Eso me lleva a pensar en otra escena. Constituye un pensamiento de esos que llaman intrusivos. El pensamiento en cuestión se da bajo la forma de una imagen fuertemente saturada, irresistible y repulsiva a partes iguales. Como las anteriores. No es que las imágenes estén en sí mismas dotadas de atractivo o de repulsión. Esa carga les viene dada por no sé qué instancia desconocida. Desde luego, no se trata de un poder de atracción convencional, que diríamos. Es, simplemente, la imposibilidad de apartar la mirada, una especie de magnetismo hipnótico que va aparejado a unas ganas de vomitar figuradas. Nada físicamente comprobable. Todo mental.
Esta vez se trata de algo que se repite de vez en cuando y que temo, y por esa razón evito pensar demasiado en ello. La naturaleza, a la vez, ingenua y altamente sexual de esta imagen, coincide con la de las anteriores, aunque en este caso podría verse como un reflejo de imágenes que circulan más o menos naturalizadas en nuestra vida mental expandida y disipada en comunidades virtuales.
Cuando como sola en lugares públicos y —siempre— existe la posibilidad de que sea vista u observada por un extraño —que siempre es un hombre—, mi mente diseña la imagen vívida de mi propia ingesta vista desde fuera, es decir, no puedo evitar verme a mí misma en tercera persona, como si incorporase en mí una mirada ajena, y mi manera de comer imitase los gestos y movimientos de una felación. La analogía adquiere una densidad inquietante, única espectadora real de un espectáculo en el que ella (o sea, yo) es (soy) vista por otro que generalmente está dotado de una violencia injustificada, un otro dañino, invasivo e incluso juez de la posibilidad de mi disfrute oral al comer. Se podría hacer todo un manifiesto sobre mi sumisión al rol pasivo femenino en este punto. Claro que sí.
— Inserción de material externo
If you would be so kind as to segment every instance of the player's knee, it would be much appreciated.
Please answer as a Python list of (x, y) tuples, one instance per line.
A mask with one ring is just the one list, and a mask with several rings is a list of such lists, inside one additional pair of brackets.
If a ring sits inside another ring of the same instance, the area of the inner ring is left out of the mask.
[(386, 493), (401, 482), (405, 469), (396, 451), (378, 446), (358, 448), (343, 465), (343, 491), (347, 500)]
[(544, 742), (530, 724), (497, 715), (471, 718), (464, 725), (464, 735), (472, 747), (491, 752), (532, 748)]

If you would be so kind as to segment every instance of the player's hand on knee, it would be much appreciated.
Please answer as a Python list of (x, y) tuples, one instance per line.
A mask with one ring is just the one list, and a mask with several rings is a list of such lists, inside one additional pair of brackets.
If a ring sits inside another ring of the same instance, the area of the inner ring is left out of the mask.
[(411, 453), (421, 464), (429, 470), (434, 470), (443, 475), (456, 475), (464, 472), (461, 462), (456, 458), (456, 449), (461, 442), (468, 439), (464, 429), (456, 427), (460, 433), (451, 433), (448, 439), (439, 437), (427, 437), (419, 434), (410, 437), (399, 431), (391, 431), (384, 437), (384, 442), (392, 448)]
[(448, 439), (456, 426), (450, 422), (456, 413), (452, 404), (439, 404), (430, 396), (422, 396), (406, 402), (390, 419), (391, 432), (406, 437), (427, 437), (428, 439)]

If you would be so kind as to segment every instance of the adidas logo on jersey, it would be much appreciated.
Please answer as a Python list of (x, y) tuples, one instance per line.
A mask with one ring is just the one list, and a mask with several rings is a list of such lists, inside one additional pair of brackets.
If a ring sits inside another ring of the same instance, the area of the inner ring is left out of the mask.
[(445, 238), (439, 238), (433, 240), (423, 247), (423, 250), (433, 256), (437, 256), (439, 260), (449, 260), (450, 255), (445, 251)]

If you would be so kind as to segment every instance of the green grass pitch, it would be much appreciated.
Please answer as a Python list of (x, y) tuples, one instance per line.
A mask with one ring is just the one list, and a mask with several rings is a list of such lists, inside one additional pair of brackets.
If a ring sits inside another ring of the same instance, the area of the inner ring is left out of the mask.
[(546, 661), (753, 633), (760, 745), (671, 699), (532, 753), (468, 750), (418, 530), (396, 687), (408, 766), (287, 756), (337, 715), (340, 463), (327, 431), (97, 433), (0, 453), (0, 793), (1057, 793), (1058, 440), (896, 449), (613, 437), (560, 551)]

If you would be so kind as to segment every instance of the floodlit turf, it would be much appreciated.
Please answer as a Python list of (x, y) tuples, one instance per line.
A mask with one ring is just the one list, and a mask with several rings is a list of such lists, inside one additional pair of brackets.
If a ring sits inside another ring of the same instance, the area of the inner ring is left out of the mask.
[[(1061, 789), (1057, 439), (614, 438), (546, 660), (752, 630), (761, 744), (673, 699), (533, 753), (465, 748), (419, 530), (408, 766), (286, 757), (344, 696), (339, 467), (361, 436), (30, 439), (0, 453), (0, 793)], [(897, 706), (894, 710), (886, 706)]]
Estos «desvíos» —aparentemente banales, detalles a menudo considerados sin importancia por la comunidad humana circundante— de la realidad no son sino el núcleo más duro. Es un tremendo error creer que estos «descentramientos» podrían existir con independencia del resto de las cosas (o las cosas sin ellos), exentos, en mi mente o en la de cualquier otro, exteriores al mundo o en yuxtaposición con él, y que se podría vivir prescindiendo de ellos.
Y, lo que es más, todos y cada uno de estos detalles son señales. No son signos que se podrían interpretar según unos códigos establecidos, que remitirían a uno o varios sentidos descifrables y, por tanto, analizables. Son, más bien, rastros, como las huellas de un zorro que desaparece en la nieve.
He intentado analizar estas «salidas». Buscar su causalidad psíquica y su carácter significante. ¿Con el objetivo quizás de darles un sentido? No lo creo. La mano-muerte y sus homólogas ya tienen uno. Y dan más miedo que dos canicas mirándote en la oscuridad. En realidad, las canicas no dan miedo: lo que da miedo no se nombra. La mano-muerte es un desajuste, un desorden constituyente, como las demás «huidas». Nos avisa de que no vivimos en eso que se suele llamar realidad.